Greg Williamson Jr. (McDonough, Georgia)
It’s pretty hard to say how many. I checked Robert DeArment’s Bat biography, and he mentions a total of eight Colts that would have real provenance—or proof that he owned them. Bat apparently preferred to special-order his Colts direct from the factory rather than buy them across the counter from a local dealer. He liked special extras such as the front sight and was glad to pay for them. There are several 1880s letters to Colt from Bat in the Colt factory collection at the Connecticut State Library and records of which make and model and serial number he bought. This is the kind of provenance that brings big bucks. About five years ago, one of his pistols auctioned off for $96,000.
I’ve read that when he was a sportswriter for the New York Telegraph, some collector was pestering Bat to give him one of his pistols. He went to a pawn shop and purchased an old .45. Then he took his knife and carved 22 notches on the grip.

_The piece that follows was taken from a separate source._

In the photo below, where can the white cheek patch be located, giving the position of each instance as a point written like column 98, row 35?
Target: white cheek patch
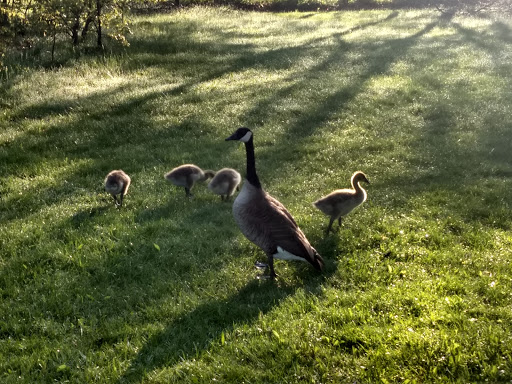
column 285, row 255
column 246, row 137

Bat was a practical joker; everyone knows gunfighters didn’t carve notches on their pistols. But the story started a rumor. And there are some tales that Bat fulfilled other gun requests the same way.
What was the first brewery in Arizona?
Mark Manning (Mesa, Arizona)
A man named Alex Levin opened the first recorded brewery, the Pioneer Brewing Company, in Tucson in 1864. He and other brewers faced many challenges including alkaline water and unreliable supply routes before the railroads arrived in the 1880s. But the rails also brought new competition, as out-of-state beers began flooding the Arizona market.
I was just watching the first True Grit movie and badman Tom Chaney tells young Mattie she has “sand.” What does that mean?
David Daiss (Sonoita, Arizona)
I conjured up a list of a list of words that best-defined “sand” in the Old West. They are: daring, bold, brave, courageous, intrepid, dauntless, plucky and enterprising.
In almost all movie and television portrayals of Old West shootouts, it was relatively easy for a person to get off by arguing self-defense. Sometimes they wouldn’t even be tried. Is this an accurate picture of frontier justice?
Robert Matters (Avon, Indiana)
Yes, that’s pretty much the way it was. Nearly everyone packed a pistol, so it was easy to claim self-defense, especially if you could afford an attorney. A man could even shoot another in the back and claim he felt threatened.
A good example is the death of Warren Earp on July 6, 1900, in Willcox, Arizona. Earp was known as a bully, and he’d been threatening his erstwhile friend, cowboy and rancher Johnny Boyett. The pair were arguing in Brown’s Saloon; Warren dared Boyett to go get his gun. Boyett did so and faced off with his opponent. Earp opened his jacket to show he was unarmed—but dared Boyett to shoot. Bad move. Boyett fired five times; the first four missed, while the last one hit Earp in the chest, killing him. Boyett was arrested. But at a preliminary hearing the next day, Judge William F. Nichols determined that Boyett acted in self-defense, because Earp had threatened and then challenged him to a gunfight. The cowboy went free. This case received a lot of publicity because of the Earp name. But the concept of self-defense was very broad in the Old West, and numerous killers got off by using that as a legal argument.